SH_full = get('http://bit.ly/CS110-Shakespeare').text
SH_just_text = ''.join(c for c in SH_full if c not in bad_chars)
SH_without_newlines = ''.join(c if (c not in ['\n', '\r', '\t']) else " " for c in SH_just_text)
SH_just_words = [word for word in SH_without_newlines.split(" ") if word != ""]

SH_trie = Trie(SH_just_words)
# SH_trie = Node(SH_just_words)

assert SH_trie.autocomplete('hist') == 'history'
assert SH_trie.autocomplete('en') == 'enter'
assert SH_trie.autocomplete('cae') == 'caesar'
assert SH_trie.autocomplete('gen') == 'gentleman'
assert SH_trie.autocomplete('pen') == 'pen'
assert SH_trie.autocomplete('tho') == 'thou'
assert SH_trie.autocomplete('pent') == 'pentapolis'
assert SH_trie.autocomplete('petr') == 'petruchio'

In [132]:
# In the case of an empty string,the SH_trie should output the most common word which we can check using the k_most_common
# method
assert SH_trie.autocomplete('') == SH_trie.k_most_common(1)[0][0]

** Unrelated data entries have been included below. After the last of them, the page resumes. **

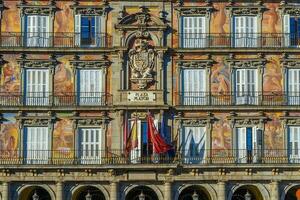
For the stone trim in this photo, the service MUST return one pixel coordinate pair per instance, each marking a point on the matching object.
(244, 120)
(249, 10)
(38, 9)
(36, 120)
(90, 10)
(81, 64)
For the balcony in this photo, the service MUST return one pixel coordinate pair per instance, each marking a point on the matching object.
(238, 99)
(38, 99)
(264, 40)
(53, 40)
(119, 157)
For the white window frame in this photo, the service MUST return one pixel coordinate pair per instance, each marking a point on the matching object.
(196, 152)
(245, 31)
(194, 32)
(245, 86)
(37, 86)
(194, 92)
(99, 25)
(242, 153)
(37, 30)
(37, 149)
(91, 150)
(91, 86)
(293, 86)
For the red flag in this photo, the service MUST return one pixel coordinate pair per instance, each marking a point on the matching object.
(159, 144)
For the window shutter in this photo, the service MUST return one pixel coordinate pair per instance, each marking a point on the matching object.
(241, 145)
(286, 29)
(77, 30)
(100, 39)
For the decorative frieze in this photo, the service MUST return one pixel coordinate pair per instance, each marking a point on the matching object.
(193, 10)
(251, 10)
(77, 63)
(245, 120)
(195, 63)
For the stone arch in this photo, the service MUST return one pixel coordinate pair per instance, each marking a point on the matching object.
(43, 186)
(260, 187)
(153, 187)
(77, 188)
(287, 188)
(207, 187)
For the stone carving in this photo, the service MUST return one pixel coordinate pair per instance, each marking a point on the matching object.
(142, 62)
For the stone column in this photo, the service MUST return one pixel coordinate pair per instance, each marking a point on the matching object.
(221, 190)
(168, 191)
(59, 191)
(5, 191)
(113, 191)
(275, 190)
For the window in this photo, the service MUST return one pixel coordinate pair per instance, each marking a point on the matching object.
(90, 145)
(90, 84)
(194, 87)
(88, 31)
(193, 144)
(245, 31)
(37, 87)
(246, 86)
(293, 144)
(249, 144)
(37, 145)
(293, 89)
(291, 31)
(37, 31)
(139, 140)
(193, 32)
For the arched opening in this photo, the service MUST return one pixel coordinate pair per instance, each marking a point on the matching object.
(293, 193)
(141, 192)
(34, 193)
(194, 192)
(247, 192)
(88, 193)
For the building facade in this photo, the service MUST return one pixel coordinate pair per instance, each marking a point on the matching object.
(221, 80)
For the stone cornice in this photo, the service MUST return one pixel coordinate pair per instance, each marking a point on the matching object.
(245, 120)
(193, 10)
(37, 9)
(251, 10)
(90, 10)
(37, 63)
(76, 62)
(289, 10)
(207, 63)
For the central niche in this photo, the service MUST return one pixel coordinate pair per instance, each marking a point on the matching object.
(142, 59)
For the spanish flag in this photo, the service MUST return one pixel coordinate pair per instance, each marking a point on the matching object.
(132, 140)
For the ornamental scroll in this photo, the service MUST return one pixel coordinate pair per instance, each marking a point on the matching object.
(142, 62)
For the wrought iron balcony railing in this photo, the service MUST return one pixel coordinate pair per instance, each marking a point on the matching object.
(55, 100)
(238, 40)
(53, 40)
(119, 157)
(238, 98)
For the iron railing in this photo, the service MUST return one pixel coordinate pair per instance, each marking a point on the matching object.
(52, 40)
(56, 99)
(238, 98)
(120, 157)
(239, 40)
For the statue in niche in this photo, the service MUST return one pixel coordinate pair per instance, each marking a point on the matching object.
(141, 62)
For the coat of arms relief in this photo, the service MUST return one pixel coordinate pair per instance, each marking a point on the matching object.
(142, 62)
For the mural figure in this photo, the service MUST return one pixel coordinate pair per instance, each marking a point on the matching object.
(141, 62)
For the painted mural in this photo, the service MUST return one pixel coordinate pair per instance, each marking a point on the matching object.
(9, 136)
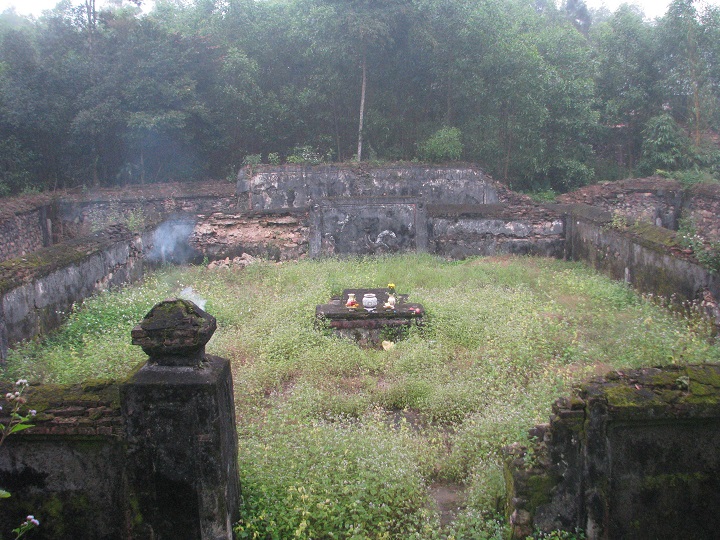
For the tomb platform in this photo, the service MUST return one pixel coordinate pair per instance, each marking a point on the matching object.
(370, 327)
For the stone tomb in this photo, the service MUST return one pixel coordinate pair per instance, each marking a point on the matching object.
(370, 327)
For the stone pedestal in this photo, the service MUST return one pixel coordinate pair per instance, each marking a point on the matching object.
(181, 435)
(370, 328)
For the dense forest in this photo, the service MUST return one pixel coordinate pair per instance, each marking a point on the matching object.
(539, 95)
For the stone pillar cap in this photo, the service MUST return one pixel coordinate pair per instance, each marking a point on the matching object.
(174, 333)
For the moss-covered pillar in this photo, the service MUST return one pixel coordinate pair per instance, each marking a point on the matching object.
(180, 421)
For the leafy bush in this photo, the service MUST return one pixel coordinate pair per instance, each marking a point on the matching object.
(444, 145)
(339, 441)
(252, 160)
(665, 145)
(306, 155)
(705, 251)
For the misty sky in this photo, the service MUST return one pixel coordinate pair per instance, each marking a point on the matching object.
(652, 8)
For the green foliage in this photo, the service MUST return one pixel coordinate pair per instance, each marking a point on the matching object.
(252, 160)
(305, 155)
(705, 251)
(339, 440)
(665, 145)
(340, 479)
(444, 145)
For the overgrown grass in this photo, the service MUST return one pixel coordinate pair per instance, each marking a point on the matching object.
(341, 442)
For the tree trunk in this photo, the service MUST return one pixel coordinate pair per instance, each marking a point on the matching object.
(362, 105)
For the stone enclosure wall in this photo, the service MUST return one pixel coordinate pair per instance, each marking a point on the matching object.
(634, 454)
(62, 249)
(153, 456)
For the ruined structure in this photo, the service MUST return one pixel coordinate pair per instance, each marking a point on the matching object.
(630, 455)
(591, 468)
(154, 456)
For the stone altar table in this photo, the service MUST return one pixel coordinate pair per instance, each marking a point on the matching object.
(370, 327)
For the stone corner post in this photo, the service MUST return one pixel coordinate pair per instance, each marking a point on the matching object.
(181, 438)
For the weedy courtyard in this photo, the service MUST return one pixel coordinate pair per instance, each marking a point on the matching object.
(337, 441)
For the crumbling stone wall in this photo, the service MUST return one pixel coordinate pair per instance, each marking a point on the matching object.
(703, 209)
(301, 187)
(36, 290)
(460, 231)
(275, 236)
(644, 256)
(634, 454)
(68, 468)
(654, 200)
(154, 456)
(24, 232)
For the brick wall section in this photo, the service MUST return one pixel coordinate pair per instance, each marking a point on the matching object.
(652, 200)
(68, 470)
(90, 409)
(21, 234)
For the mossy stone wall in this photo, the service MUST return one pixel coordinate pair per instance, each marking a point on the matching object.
(635, 454)
(643, 255)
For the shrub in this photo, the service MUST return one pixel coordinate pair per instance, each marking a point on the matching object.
(444, 145)
(665, 145)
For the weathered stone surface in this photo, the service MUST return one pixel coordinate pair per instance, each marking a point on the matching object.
(369, 328)
(623, 451)
(642, 256)
(182, 451)
(174, 333)
(301, 187)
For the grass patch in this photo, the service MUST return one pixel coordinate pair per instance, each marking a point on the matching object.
(342, 442)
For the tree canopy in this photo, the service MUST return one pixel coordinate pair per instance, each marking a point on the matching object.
(541, 96)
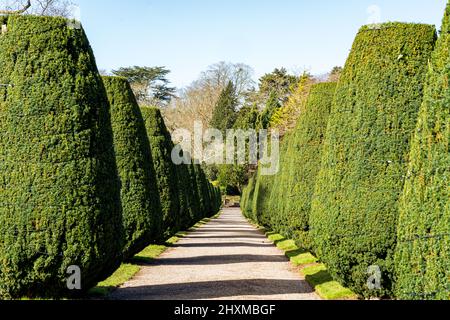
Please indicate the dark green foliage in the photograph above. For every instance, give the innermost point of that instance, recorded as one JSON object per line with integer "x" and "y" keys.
{"x": 141, "y": 208}
{"x": 201, "y": 195}
{"x": 287, "y": 204}
{"x": 247, "y": 198}
{"x": 186, "y": 195}
{"x": 423, "y": 250}
{"x": 272, "y": 105}
{"x": 224, "y": 115}
{"x": 195, "y": 206}
{"x": 166, "y": 172}
{"x": 59, "y": 188}
{"x": 355, "y": 207}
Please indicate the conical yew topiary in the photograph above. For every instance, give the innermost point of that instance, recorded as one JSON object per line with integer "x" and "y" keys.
{"x": 423, "y": 250}
{"x": 166, "y": 171}
{"x": 141, "y": 208}
{"x": 355, "y": 207}
{"x": 59, "y": 189}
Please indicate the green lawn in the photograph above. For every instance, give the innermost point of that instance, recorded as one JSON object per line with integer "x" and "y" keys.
{"x": 325, "y": 286}
{"x": 128, "y": 270}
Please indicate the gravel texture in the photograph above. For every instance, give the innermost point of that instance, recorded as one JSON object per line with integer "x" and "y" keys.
{"x": 227, "y": 259}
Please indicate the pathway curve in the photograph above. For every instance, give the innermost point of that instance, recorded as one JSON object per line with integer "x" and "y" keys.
{"x": 225, "y": 259}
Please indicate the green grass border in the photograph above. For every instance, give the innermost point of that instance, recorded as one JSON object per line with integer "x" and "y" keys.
{"x": 315, "y": 273}
{"x": 130, "y": 268}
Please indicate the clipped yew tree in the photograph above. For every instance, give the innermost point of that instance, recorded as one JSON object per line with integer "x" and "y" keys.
{"x": 166, "y": 172}
{"x": 247, "y": 198}
{"x": 186, "y": 213}
{"x": 141, "y": 209}
{"x": 366, "y": 151}
{"x": 304, "y": 159}
{"x": 423, "y": 250}
{"x": 200, "y": 181}
{"x": 59, "y": 188}
{"x": 195, "y": 200}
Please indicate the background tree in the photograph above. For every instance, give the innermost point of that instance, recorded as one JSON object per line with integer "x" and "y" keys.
{"x": 272, "y": 105}
{"x": 224, "y": 115}
{"x": 61, "y": 8}
{"x": 197, "y": 102}
{"x": 279, "y": 82}
{"x": 150, "y": 84}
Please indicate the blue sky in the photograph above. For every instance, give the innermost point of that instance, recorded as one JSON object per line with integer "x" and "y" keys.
{"x": 187, "y": 36}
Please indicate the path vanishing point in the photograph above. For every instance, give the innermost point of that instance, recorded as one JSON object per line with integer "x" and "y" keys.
{"x": 226, "y": 259}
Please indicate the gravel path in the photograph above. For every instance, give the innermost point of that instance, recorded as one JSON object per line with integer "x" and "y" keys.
{"x": 225, "y": 259}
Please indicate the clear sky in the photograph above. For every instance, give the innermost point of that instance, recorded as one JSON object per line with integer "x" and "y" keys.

# In the case that the word isn't in the list, it should output the the word back

assert SH_trie.autocomplete('123') == '123'

# The autocomplete shouldn't care if the input is capital or not

assert SH_trie.autocomplete('HIST') == 'history'

For the method used, I basically utilized the advantage of using a heap structure to consistently store the words that are the children of the prefix being used. This makes it so instead of having to sort with an O(nlogn) complexity , I can instead just create the max heap consistently from the entire list in O(nlogn) but with a lower constant multiplier since there aren't the same amounts of sorting required at each step. 

Since we have to look at all the words that come as a child to our prefix, it might be better to instead use a constant variable that only stores the maximum without creating the heap structure required since maintaining the heap invariant costs computational power as well.

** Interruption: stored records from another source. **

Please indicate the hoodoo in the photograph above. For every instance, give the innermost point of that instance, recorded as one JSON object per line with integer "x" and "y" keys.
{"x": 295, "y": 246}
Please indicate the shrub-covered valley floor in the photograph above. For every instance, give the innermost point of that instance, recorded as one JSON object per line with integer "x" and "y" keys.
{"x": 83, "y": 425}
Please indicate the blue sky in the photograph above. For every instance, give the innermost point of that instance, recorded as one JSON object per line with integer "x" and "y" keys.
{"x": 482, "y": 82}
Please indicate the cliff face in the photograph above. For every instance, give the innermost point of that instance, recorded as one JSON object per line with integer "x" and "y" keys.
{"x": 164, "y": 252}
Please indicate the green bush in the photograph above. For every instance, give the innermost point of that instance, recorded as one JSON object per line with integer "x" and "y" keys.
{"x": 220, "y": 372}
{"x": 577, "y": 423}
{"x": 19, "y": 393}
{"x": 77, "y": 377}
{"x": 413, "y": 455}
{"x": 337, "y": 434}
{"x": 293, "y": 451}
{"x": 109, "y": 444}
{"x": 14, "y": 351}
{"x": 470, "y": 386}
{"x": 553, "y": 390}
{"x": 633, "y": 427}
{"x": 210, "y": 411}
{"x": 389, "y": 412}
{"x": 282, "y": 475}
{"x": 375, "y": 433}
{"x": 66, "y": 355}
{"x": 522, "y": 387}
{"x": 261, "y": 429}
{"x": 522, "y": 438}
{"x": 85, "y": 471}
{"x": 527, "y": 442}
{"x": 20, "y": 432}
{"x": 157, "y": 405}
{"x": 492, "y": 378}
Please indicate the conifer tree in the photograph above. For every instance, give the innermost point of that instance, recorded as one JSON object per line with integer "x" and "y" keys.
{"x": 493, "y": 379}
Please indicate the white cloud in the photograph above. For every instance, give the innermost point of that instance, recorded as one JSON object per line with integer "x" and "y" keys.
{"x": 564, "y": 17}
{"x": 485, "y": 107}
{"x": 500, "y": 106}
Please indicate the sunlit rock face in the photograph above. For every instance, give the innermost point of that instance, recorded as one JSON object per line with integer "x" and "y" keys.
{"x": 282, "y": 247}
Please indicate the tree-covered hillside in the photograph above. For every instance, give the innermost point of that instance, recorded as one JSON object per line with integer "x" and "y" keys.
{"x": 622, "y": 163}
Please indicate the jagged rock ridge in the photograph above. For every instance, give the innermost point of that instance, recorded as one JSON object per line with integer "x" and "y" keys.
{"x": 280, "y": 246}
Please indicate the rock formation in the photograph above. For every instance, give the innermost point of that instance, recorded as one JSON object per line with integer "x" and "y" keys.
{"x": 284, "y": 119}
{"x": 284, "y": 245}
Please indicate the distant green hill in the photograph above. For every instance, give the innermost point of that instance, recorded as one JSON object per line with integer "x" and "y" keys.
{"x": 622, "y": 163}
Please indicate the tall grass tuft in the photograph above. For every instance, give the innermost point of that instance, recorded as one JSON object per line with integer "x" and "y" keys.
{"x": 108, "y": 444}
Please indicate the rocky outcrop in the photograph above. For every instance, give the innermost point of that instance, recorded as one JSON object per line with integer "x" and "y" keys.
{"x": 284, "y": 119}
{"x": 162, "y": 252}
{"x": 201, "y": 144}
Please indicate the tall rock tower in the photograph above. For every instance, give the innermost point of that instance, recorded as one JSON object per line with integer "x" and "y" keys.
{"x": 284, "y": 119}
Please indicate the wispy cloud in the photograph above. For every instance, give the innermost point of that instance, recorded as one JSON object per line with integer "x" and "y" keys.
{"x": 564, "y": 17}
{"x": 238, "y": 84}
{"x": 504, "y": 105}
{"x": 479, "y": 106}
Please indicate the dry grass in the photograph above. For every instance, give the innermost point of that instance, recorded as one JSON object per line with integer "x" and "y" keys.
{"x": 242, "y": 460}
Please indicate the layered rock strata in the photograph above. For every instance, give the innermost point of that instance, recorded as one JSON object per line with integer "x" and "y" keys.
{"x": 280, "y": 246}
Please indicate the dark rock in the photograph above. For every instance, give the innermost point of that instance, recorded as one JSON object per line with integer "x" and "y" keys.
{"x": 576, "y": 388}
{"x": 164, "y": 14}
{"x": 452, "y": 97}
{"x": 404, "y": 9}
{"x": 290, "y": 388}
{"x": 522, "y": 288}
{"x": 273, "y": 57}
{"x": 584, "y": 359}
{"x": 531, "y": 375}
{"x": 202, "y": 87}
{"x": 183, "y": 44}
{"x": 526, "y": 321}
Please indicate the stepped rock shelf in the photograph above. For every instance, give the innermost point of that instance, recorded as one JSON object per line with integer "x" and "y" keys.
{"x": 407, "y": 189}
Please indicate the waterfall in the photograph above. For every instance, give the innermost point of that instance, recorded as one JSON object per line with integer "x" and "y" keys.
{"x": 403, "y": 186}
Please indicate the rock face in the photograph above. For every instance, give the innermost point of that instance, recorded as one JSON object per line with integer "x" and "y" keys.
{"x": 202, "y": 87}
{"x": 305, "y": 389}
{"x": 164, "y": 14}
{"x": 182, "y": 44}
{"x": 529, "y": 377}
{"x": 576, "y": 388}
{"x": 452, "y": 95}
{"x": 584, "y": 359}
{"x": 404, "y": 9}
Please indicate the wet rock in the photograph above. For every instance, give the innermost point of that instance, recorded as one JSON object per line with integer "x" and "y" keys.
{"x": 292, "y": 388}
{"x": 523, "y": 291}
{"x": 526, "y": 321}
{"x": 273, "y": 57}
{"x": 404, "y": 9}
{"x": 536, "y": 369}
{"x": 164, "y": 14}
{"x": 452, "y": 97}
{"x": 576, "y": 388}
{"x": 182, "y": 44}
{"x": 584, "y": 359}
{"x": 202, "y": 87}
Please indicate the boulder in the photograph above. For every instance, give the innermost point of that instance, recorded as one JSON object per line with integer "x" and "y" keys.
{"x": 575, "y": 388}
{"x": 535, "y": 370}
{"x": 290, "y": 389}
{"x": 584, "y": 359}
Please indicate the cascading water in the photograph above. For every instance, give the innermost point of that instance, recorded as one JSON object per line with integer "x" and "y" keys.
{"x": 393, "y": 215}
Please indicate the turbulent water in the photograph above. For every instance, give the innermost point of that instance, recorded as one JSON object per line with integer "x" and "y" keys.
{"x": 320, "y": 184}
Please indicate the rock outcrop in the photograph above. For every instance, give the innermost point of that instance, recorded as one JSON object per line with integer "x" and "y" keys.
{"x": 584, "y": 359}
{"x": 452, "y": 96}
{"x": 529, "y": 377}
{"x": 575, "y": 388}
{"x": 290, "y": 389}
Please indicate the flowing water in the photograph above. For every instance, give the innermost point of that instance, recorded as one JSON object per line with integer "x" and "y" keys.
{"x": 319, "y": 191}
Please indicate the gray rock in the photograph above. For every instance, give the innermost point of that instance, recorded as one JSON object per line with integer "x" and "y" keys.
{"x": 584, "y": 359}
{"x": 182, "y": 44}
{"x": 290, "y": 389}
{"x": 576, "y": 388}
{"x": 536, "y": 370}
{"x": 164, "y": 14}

designthinking: By constantly working over an initial template of code and changing it to suit the requirements at each point, I showed the importance of looking and changing iteratively an initial piece of work.

biasmitigation: In order to mitigate the bias that might come from testing the provided cases, I use additional cases that serve to show that the program is as robust as I think it is

biasidentification: With the identification of the confirmation bias that comes with only running provided test cases, I show a robust understanding of how it is important identify and understand the biases that come along with any task one does.